The pace of this industry incredible. Significant changes happen in months. What is a relatively new industry – personal hand carried communications – has been turned upside down by newcomers. Apple and Google, Neither one operate by the normal market rules. This makes it all the more difficult for the establishment to understand. But many of the OEMs get it – Samsung, LG and HTC have adapted to the pace. Nokia and RIM have not. Motorola is trying.
As we have discussed many times the impact is well beyond what is carried in the pocket but extends throughout CE. Bluetooth LE is an example of a technology which extends the mobile network to virtually anything. The smartphone is the hub of this ecosystem. These are changes unfolding now. NFC is another game changer. This is all about proximity and is following right in the heels of location. As seen in this report the ecosystem has not formed here but again Google is shaping this future by making it omnipresent within Android. By every indication Apple is not far behind.

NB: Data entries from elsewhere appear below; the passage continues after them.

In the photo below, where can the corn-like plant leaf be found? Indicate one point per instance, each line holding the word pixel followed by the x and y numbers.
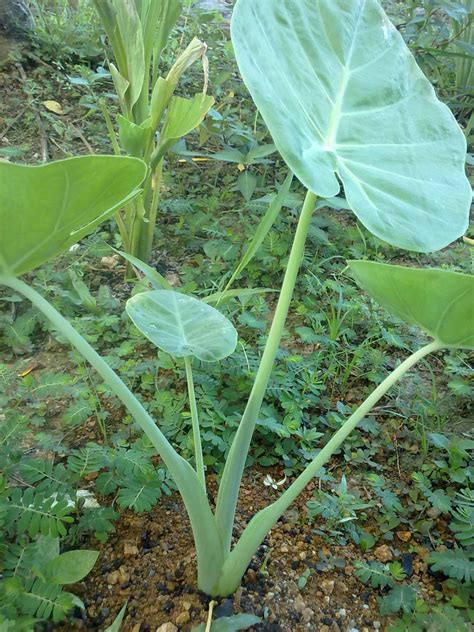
pixel 168 14
pixel 438 301
pixel 182 326
pixel 134 138
pixel 344 100
pixel 182 117
pixel 46 209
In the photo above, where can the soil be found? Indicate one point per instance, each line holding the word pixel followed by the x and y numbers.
pixel 150 562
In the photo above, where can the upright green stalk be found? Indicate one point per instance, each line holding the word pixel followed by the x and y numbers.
pixel 208 545
pixel 195 421
pixel 234 467
pixel 236 563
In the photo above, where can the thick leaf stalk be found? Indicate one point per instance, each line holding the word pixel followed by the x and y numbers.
pixel 232 475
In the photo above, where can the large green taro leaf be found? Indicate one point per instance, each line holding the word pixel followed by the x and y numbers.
pixel 344 99
pixel 182 326
pixel 439 301
pixel 47 208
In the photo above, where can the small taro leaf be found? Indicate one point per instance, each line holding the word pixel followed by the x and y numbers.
pixel 344 99
pixel 71 567
pixel 182 326
pixel 115 626
pixel 439 301
pixel 260 151
pixel 246 184
pixel 47 208
pixel 160 97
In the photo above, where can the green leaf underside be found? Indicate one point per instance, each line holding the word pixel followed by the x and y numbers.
pixel 350 103
pixel 182 326
pixel 45 209
pixel 439 301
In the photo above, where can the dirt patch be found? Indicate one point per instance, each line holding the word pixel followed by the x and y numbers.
pixel 150 561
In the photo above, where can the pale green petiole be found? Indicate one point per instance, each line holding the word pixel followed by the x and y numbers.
pixel 195 422
pixel 207 538
pixel 237 562
pixel 234 467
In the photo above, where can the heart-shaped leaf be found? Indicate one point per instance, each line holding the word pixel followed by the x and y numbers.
pixel 182 326
pixel 344 100
pixel 439 301
pixel 46 209
pixel 71 567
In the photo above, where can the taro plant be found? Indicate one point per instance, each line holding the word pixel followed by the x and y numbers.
pixel 152 119
pixel 344 101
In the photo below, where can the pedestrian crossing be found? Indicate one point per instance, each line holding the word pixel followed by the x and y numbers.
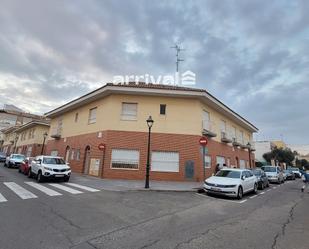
pixel 24 191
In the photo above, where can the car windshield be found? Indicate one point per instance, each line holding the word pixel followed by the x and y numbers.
pixel 52 160
pixel 228 174
pixel 269 169
pixel 257 172
pixel 18 157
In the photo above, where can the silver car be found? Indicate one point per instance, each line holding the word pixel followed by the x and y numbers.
pixel 274 174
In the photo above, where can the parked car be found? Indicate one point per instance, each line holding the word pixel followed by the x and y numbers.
pixel 25 165
pixel 296 171
pixel 2 157
pixel 49 167
pixel 14 160
pixel 231 182
pixel 274 174
pixel 289 175
pixel 261 178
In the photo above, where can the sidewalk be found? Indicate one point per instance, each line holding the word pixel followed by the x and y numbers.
pixel 134 185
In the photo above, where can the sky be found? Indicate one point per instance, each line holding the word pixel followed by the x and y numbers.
pixel 252 55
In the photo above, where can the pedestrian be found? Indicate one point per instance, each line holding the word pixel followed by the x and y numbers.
pixel 306 181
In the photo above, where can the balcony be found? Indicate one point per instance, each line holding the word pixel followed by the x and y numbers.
pixel 225 138
pixel 56 133
pixel 236 143
pixel 208 129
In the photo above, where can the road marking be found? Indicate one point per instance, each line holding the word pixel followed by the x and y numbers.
pixel 65 188
pixel 83 187
pixel 20 191
pixel 42 188
pixel 2 199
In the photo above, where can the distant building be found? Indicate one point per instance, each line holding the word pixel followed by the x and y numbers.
pixel 11 116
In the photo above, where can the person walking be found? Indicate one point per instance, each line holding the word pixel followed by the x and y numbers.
pixel 306 181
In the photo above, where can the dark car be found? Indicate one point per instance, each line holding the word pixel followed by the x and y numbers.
pixel 25 165
pixel 289 175
pixel 262 178
pixel 2 157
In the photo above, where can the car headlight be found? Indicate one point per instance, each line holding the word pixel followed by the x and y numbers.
pixel 230 186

At the system level we have seen many of the design issues. Should GPS processing be in software or in an AP? TTFF is a critical variable in determining power consumption and there are many ways to minimize this. Battery consumption in imaging, be it a camera or video, is based on the operations per pixel. The inclusion of GPUs changes this game by offering pixel level processing and an impact on power consumption. We have only touched on the system level design issues which surfaced in a short time here. There is one axiom – these are all being developed by the major OEMs as they seek a competitive advantage in the rapidly changing market. The walk thru of the Samsung, LG and HTC booths provide satisfaction on the results of the very competitive environment but also how much the bar has risen with each new version of the OS, in this case Android, and the phones which leverage it.